La première enquête réalisée en France sur les addictions aux jeux d’argent a été dévoilée vendredi 16 septembre 2011. L’Observatoire français des drogues et des toxicomanies (OFDT) a étudié ce phénomène dans le cadre du Baromètre santé 2010 de l’Institut national de prévention et d’éducation pour la santé (Inpes).

Les conclusions ? Inquiétantes !

600.000 personnes possèdent des problèmes avec ce type de divertissements. Parmi eux, 200.000 sont qualifiés de joueurs « excessifs».

Le docteur Abdou Belkacem, addictologue au centre hospitalier de Sèvres, répond aux questions de France-Soir.fr sur la dépendance aux jeux d’argent et de hasard.

France-soir.fr : Avez-vous remarqué une hausse de vos consultations pour des problèmes d’addiction aux jeux d’argent ?

Abdou Belkacem : Oui, je reçois plus de patients pour des problèmes liés au jeu depuis plusieurs mois, même si ce type d’addiction ne représente pas plus de 10 % des malades que je traite, par rapport aux autres addictions liées aux psychotropes, comme l’alcool et les drogues. D’après l’étude réalisée par l’OFDT, entre 0,5 et 1 % de la population générale est concernée par la dépendance au jeu, soit 600 000 personnes. Il est difficile d’évaluer clairement cette recrudescence à une échelle globale et nationale, mais à mon niveau, je constate effectivement une hausse.

Comment soigne-t-on la dépendance aux jeux ?

Le soin apporté dépend du diagnostic.
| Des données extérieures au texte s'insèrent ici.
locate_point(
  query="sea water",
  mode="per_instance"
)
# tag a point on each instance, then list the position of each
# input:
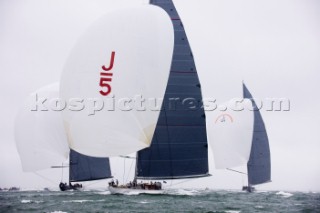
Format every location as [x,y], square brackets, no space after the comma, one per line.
[173,201]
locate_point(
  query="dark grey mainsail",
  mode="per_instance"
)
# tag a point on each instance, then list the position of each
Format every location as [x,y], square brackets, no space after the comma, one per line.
[259,164]
[179,145]
[85,168]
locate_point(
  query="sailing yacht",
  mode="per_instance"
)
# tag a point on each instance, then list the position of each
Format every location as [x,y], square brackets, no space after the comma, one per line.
[85,168]
[259,164]
[42,143]
[179,147]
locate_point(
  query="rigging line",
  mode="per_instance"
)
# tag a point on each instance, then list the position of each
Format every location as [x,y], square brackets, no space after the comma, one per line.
[129,171]
[237,171]
[51,181]
[62,172]
[124,170]
[180,182]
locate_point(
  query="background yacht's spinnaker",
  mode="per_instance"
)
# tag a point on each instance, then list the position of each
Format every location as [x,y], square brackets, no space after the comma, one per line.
[230,133]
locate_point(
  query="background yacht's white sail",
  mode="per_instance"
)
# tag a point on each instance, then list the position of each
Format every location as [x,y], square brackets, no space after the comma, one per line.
[230,133]
[124,55]
[39,134]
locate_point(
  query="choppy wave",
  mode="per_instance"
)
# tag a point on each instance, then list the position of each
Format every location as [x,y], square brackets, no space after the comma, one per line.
[31,201]
[284,194]
[176,200]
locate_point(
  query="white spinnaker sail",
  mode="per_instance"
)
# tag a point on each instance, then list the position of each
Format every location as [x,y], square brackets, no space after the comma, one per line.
[230,133]
[39,132]
[135,45]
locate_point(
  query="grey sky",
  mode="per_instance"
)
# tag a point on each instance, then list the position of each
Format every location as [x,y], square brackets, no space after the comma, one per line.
[274,46]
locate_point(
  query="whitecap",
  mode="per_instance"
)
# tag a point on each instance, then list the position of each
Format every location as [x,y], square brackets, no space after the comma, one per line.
[77,201]
[284,194]
[58,212]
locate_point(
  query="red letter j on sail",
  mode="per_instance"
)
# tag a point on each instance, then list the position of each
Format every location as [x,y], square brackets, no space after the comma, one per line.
[106,76]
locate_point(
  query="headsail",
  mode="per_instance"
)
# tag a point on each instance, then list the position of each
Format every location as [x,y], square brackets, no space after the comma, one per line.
[230,133]
[39,132]
[84,168]
[179,145]
[124,55]
[259,165]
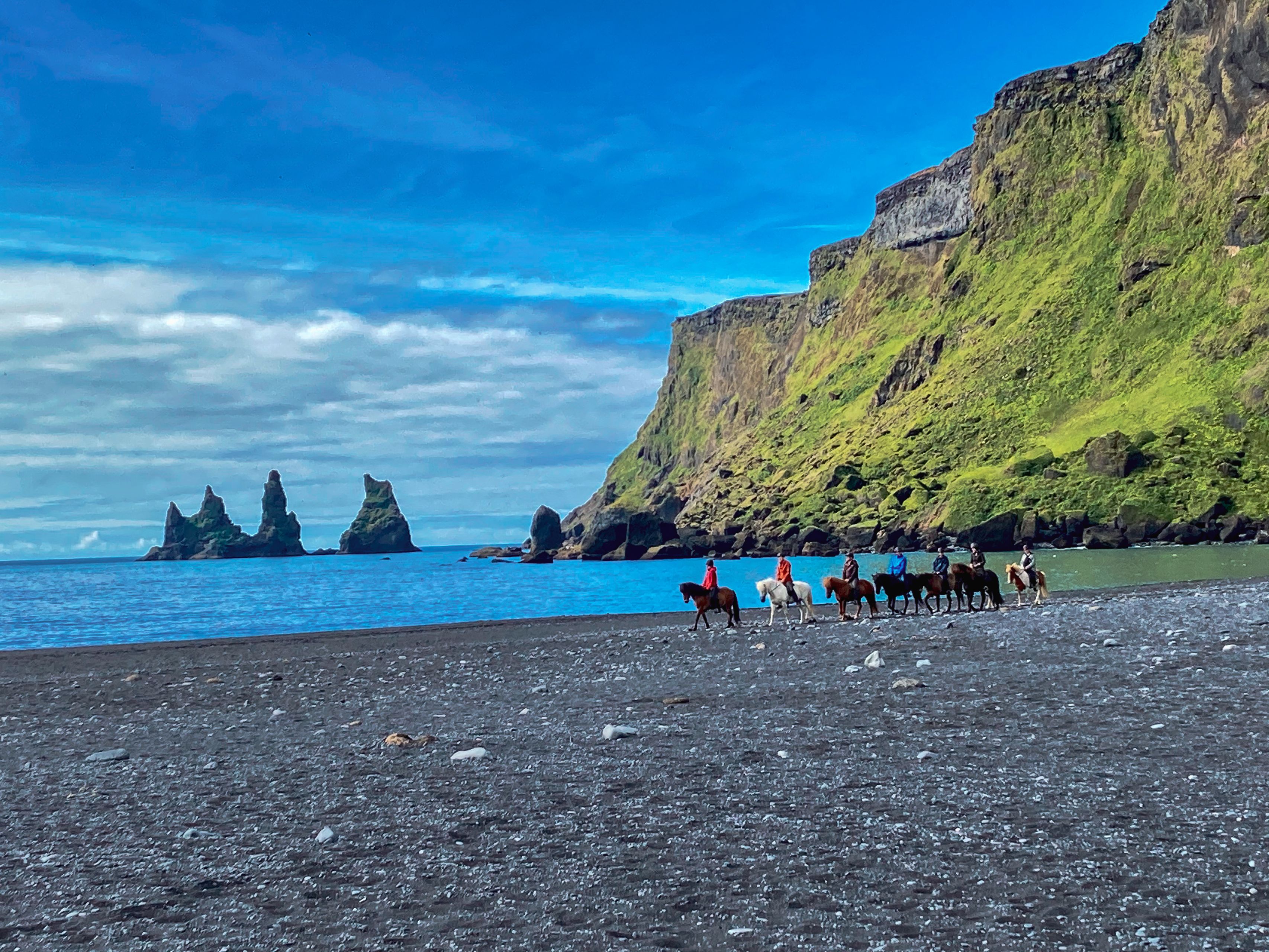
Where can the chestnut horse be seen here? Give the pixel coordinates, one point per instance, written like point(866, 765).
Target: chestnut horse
point(847, 592)
point(937, 586)
point(728, 604)
point(1017, 575)
point(969, 583)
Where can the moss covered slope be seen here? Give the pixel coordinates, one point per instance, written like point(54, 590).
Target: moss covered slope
point(1112, 280)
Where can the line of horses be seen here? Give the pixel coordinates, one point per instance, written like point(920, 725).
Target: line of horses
point(915, 589)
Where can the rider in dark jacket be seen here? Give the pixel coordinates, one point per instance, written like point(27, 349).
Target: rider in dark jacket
point(941, 564)
point(851, 570)
point(977, 560)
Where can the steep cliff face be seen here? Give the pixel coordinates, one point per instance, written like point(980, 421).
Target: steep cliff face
point(211, 535)
point(1093, 264)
Il faut d’abord distinguer deux types de patients. La première catégorie regroupe les joueurs problématiques, qui sont légèrement touchés par l’addiction. Ils se rendent compte de leur problème mais n’ont pas subi trop de pertes et peuvent encore se contrôler. Pour eux, de simples consultations pour dialoguer et leur apporter un discours préventif suffisent.
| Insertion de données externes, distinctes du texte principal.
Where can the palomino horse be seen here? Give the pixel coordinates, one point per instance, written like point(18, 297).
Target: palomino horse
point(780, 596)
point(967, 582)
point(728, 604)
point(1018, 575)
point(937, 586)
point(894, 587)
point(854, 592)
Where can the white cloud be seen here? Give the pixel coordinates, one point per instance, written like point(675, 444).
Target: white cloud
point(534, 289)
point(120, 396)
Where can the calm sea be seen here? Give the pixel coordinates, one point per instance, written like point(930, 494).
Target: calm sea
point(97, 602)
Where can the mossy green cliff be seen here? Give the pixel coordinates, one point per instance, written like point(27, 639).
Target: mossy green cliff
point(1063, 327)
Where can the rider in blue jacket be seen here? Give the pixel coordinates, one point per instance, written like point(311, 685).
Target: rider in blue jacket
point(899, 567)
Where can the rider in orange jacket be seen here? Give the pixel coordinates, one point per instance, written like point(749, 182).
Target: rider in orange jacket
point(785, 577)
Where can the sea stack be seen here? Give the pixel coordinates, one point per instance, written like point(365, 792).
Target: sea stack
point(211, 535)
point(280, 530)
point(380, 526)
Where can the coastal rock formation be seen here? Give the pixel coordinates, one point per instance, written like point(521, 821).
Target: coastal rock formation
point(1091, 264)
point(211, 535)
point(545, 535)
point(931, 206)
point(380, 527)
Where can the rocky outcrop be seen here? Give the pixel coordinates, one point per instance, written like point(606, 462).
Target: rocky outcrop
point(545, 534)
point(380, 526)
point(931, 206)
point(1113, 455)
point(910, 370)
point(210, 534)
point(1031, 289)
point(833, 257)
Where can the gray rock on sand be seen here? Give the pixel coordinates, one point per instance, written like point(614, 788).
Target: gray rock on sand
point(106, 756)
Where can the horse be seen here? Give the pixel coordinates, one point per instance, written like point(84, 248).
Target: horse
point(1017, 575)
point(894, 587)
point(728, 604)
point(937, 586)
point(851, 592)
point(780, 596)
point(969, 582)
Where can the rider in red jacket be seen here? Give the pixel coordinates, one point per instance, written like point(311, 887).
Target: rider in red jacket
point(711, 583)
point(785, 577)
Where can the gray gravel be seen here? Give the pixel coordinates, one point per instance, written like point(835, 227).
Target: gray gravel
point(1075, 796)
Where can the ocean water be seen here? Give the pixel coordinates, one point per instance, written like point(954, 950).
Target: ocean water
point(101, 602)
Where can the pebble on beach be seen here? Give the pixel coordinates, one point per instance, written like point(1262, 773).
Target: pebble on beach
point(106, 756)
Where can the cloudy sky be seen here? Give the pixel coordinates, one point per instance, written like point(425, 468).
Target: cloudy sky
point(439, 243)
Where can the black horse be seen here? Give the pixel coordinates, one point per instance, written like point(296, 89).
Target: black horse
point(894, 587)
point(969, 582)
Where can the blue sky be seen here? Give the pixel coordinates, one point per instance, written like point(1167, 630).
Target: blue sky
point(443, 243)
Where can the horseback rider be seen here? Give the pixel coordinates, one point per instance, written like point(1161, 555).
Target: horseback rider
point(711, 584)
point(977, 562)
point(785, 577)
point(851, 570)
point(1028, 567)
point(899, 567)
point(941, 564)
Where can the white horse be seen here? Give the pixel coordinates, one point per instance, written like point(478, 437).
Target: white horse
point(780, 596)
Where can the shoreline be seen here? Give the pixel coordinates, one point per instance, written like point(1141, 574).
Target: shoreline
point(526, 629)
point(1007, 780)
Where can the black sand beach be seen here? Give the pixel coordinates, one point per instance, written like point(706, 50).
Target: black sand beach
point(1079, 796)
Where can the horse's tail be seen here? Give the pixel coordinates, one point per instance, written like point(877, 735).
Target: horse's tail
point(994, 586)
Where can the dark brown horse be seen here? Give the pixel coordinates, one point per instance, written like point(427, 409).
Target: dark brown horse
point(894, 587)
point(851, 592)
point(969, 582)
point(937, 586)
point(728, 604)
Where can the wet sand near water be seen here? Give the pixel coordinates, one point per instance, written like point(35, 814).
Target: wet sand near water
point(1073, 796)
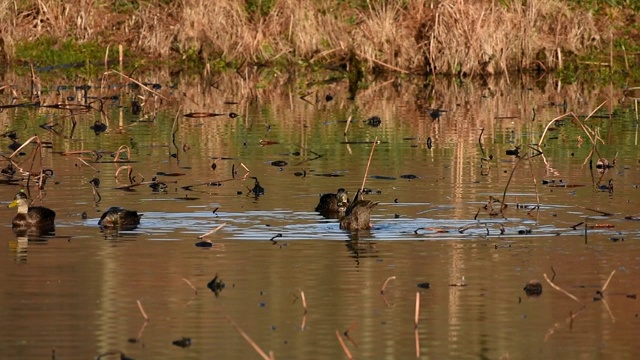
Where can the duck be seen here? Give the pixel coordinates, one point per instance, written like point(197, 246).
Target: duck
point(117, 217)
point(333, 203)
point(31, 217)
point(358, 213)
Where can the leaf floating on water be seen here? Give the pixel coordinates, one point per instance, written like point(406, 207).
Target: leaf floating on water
point(183, 343)
point(204, 244)
point(374, 121)
point(382, 177)
point(533, 288)
point(279, 163)
point(408, 176)
point(328, 174)
point(601, 226)
point(197, 115)
point(161, 173)
point(216, 285)
point(566, 185)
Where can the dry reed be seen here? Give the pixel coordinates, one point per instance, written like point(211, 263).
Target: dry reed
point(447, 36)
point(343, 345)
point(144, 314)
point(384, 286)
point(561, 289)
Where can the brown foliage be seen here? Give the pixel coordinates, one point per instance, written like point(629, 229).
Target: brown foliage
point(448, 36)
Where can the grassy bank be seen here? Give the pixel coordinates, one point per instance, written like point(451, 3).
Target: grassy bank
point(412, 36)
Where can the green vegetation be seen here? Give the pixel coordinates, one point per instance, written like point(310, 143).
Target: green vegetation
point(412, 36)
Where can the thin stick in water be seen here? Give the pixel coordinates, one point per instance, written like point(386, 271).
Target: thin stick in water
point(304, 301)
point(366, 172)
point(344, 346)
point(385, 283)
point(212, 231)
point(190, 284)
point(607, 283)
point(348, 123)
point(560, 289)
point(417, 309)
point(144, 314)
point(251, 342)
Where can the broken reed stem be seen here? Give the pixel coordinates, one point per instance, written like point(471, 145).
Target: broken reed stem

En revanche, pour la deuxième catégorie, celle des joueurs pathologiques, les soins sont beaucoup plus lourds et longs. Il s’agit de patients qui ont perdu le contrôle, qui ont misé et perdu beaucoup d’argent, et qui se trouvent dans une phase de désespoir. Leur état est également lié à une dépression. Il faut donc soigner cette dépression, leur donner un traitement médicamenteux et les encadrer au plus près avec une psychothérapie comportementale et cognitive. Les actions menées pour les aider dépassent parfois le cadre médical. Des mesures de protection judiciaire peuvent être prises, comme l’interdiction de jouer, car certains arrivent chez nous au bord de la ruine.
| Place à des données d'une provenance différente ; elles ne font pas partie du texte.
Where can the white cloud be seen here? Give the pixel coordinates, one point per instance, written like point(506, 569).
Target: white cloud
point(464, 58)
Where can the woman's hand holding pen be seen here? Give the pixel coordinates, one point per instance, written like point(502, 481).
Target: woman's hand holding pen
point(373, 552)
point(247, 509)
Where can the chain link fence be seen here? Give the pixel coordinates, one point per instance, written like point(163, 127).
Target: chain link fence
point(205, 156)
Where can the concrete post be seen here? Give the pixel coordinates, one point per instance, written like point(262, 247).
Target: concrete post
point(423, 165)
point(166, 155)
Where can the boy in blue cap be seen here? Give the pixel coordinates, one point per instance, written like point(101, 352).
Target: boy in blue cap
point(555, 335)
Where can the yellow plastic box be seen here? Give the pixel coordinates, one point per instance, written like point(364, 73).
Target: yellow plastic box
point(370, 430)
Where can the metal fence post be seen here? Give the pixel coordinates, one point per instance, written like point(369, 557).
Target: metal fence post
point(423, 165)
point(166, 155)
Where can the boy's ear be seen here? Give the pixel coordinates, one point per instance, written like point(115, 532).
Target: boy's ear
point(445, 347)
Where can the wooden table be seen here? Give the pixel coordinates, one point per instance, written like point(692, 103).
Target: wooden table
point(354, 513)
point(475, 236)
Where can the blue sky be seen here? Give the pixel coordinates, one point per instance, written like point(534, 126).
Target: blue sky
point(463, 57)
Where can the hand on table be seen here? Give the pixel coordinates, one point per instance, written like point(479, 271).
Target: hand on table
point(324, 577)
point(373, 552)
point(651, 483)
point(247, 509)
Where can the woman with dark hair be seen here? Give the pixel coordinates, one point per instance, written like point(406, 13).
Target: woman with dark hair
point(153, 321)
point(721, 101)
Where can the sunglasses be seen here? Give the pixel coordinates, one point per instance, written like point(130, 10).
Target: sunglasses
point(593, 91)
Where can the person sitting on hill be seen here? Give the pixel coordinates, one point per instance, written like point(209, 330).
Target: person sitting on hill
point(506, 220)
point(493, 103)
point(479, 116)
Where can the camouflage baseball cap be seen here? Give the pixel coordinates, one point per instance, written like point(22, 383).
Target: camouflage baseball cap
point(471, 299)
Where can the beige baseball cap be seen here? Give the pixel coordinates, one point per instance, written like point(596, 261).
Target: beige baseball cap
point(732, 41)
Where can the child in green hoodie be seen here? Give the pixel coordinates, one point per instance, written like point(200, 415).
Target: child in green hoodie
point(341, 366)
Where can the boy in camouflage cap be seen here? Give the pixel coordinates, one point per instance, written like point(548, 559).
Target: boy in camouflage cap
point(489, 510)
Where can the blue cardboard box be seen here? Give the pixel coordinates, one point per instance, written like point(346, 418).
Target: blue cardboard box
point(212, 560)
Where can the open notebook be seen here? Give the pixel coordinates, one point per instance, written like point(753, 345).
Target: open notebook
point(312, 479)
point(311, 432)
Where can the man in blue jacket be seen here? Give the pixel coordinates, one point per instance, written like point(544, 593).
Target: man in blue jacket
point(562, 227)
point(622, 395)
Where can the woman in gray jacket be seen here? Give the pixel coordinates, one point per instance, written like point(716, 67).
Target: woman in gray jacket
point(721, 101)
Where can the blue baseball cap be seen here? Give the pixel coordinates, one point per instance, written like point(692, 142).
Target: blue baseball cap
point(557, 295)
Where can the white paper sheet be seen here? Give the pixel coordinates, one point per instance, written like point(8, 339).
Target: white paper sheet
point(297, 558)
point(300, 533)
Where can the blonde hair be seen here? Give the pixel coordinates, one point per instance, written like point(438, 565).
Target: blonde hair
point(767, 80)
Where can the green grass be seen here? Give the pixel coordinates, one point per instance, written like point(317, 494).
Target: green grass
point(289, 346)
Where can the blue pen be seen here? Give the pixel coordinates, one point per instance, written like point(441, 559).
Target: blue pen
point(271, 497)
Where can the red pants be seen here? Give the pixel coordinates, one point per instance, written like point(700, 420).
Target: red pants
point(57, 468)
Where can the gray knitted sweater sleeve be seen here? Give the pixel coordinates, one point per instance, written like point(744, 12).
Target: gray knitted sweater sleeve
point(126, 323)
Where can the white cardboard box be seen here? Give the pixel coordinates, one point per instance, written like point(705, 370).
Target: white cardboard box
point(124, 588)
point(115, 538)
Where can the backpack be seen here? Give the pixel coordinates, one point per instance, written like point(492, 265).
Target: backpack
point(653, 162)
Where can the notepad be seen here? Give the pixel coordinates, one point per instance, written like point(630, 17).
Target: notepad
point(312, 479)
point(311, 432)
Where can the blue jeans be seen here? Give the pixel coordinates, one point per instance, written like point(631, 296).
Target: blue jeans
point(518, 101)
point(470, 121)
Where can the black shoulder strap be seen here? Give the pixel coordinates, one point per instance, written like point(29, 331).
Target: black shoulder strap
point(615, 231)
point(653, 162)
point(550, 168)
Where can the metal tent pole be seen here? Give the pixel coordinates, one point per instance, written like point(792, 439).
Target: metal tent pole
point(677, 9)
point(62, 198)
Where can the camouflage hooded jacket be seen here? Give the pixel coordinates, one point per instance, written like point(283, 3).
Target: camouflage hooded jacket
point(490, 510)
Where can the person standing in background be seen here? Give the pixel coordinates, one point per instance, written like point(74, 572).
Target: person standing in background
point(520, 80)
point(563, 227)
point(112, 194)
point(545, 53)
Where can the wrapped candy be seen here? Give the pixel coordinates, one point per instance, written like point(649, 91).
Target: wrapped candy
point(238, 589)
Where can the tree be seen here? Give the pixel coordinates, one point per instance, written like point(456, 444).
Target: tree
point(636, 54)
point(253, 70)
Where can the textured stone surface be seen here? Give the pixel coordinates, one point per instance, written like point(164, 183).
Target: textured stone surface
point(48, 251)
Quelles sont les explications de cette addiction ?

Il y a souvent des facteurs sociaux qui entrent en jeu. Au départ, les patients que je soigne sont fragilisés. Ils vivent des situations difficiles et subissent un quotidien pénible. Pour s’évader et oublier leurs soucis, ils se réfugient dans le jeu. L’addiction intervient également après un déclic associé à un gros gain, obtenu avec une petite mise. Le fait de gagner une énorme somme d’argent en jouant procure à certains une forte sensation de plaisir, ceux qui souffrent de dépendance veulent retrouver à tout prix ce sentiment.

Peut-on dresser un profil type du joueur compulsif ?

Toutes les catégories socioprofessionnelles sont concernées. Les plus défavorisés sont ceux qui misent les sommes les plus importantes. S’il fallait faire ressortir un profil, il s’agirait d’un homme dont l’âge se situe entre 40 et 45 ans. Il peut aussi exister des antécédants familiaux.

Les traitements sont-ils efficaces ?

Il va falloir du temps pour vérifier l’efficacité des traitements à grande échelle. La récente étude de l’OFDT est la première réalisée en France, le phénomène est analysé depuis peu de temps chez nous. A mon niveau, je dirais que oui, les traitements portent leurs fruits. L’addiction au jeu se soigne mieux que l’addiction aux psychotropes. Deux paramètres rendent parfois difficiles le traitement : une dépendance simultanée à d’autres produits, comme le tabac et l’alcool, et l’absence de produits de substitution, qui existent par exemple pour soigner l’addiction à la drogue.

Quels conseils donneriez-vous aux joueurs, pour les mettre en garde contre une éventuelle dépendance ?

Les joueurs doivent se poser deux questions sur leur comportement :

1-Suis-je capable de m’arrêter ?

2-Suis-je arrivé à la transgression, c’est-à-dire au mensonge, au cumul de dettes pour parier, etc. ?

Si ces deux interrogations amènent des doutes, les personnes concernées doivent en parler avec un soignant. Je tiens par ailleurs à souligner l’importance de l’entourage des malades. Nous recevons bien sûr les personnes concernées elles-mêmes par une addiction au jeu, mais nous pouvons aussi écouter leurs proches et leur apporter des réponses.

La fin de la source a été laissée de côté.